Removal of low abundance markers
As described above, we will perform some further filtering steps to remove lowly abundant markers. Depending on the nature and quality of the dataset we can decide on heuristic strategies such as to only include markers that have either more than for example 20 reads per component or an abundance that is higher than the most abundant isotype control. To inform the choice of cutoff value, we can plot the distribution of the most abundant isotype control. As seen in the plot, we observe that most components have a maximum isotype control abundance between 5 and 20 counts. Markers with fewer counts, can be considered as negative in this component.
# Collect the isotype controls
isotype_controls <- c("mIgG1", "mIgG2a", "mIgG2b")
# plot isotype abundance distribution
pg_data_combined %>%
JoinLayers() %>%
LayerData(layer = "counts") %>%
as.data.frame() %>%
tibble::rownames_to_column("marker") %>%
tidyr::pivot_longer(-marker, names_to = "component", values_to = "counts") %>%
filter(marker %in% isotype_controls) %>%
group_by(component) %>%
summarize(iso_max = max(counts)) %>%
ggplot(aes(iso_max)) +
geom_histogram(binwidth = 1) +
xlab("Maximum abundance of isotype control per component") +
ylab("Number of components") +
xlim(0,100) +
theme_bw()
# Create a filtered polarization object.
# Start with all scores
pol_scores <- PolarizationScores(pg_data_combined, meta_data_columns = "sample")

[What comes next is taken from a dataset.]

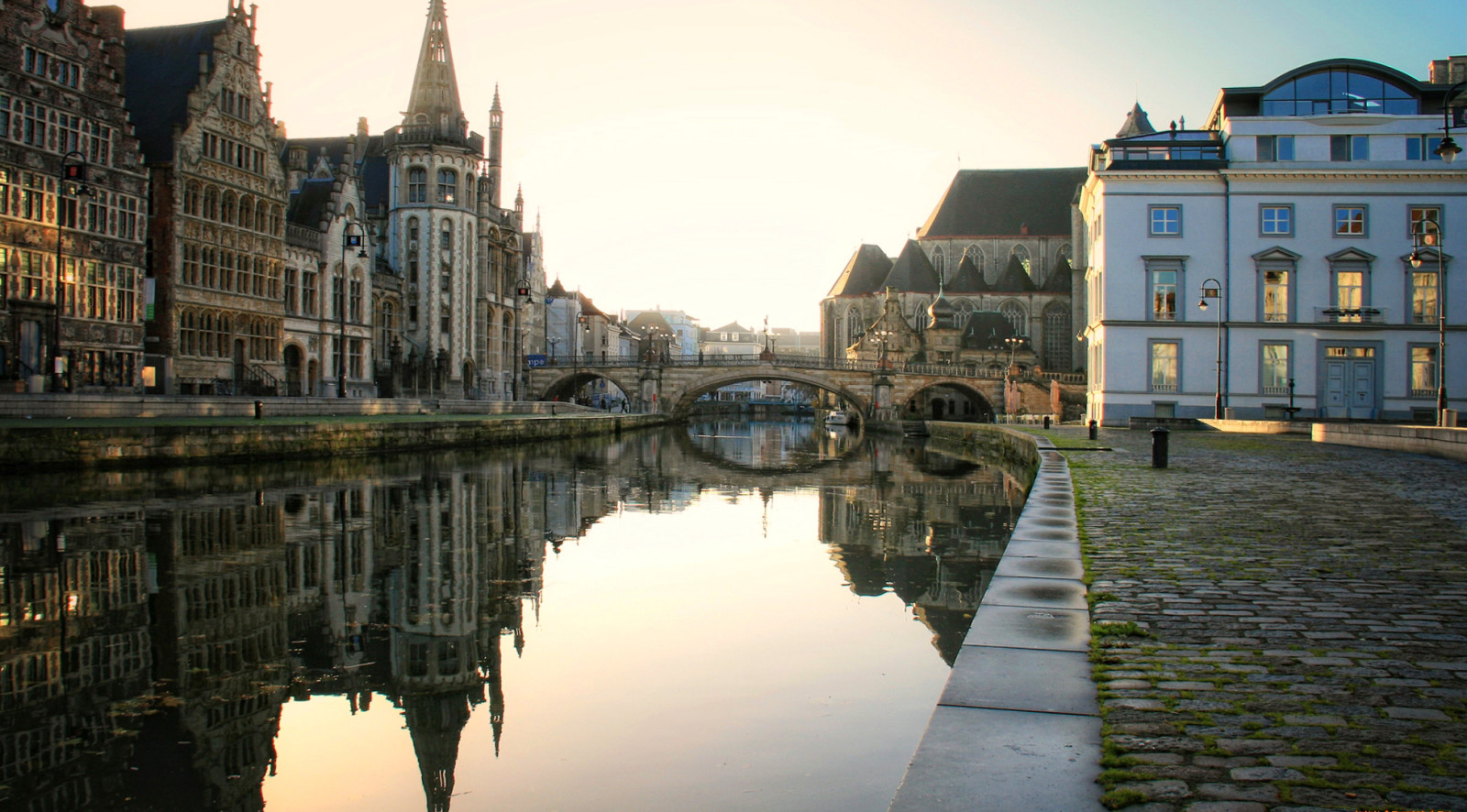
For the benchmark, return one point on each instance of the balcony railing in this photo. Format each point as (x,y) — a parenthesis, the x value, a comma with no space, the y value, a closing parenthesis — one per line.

# Collect the isotype controls
isotype_controls <- c("mIgG1", "mIgG2a", "mIgG2b")
# Create an object with the count data per component and marker
cts <- pg_data_combined %>%
JoinLayers() %>%
LayerData(layer = "counts") %>%
as.data.frame() %>%
tibble::rownames_to_column("marker") %>%
tidyr::pivot_longer(-marker, names_to = "component", values_to = "counts")
# Create an object with the maximum abundance of the isotype controls per component
max_of_ctrls <- cts %>%
filter(marker %in% isotype_controls) %>%
group_by(component) %>%
summarize(iso_max = max(counts))
# Add this info to the polarization scores
augmented_pol_scores <- pol_scores %>%
left_join(cts) %>%
left_join(max_of_ctrls) %>%
rename(marker_count = counts,
isotype_control_counts = iso_max)
# Filter these to only retain markers with an abundance higher than 20 or the maximum isotype control abundance (whichever is higher)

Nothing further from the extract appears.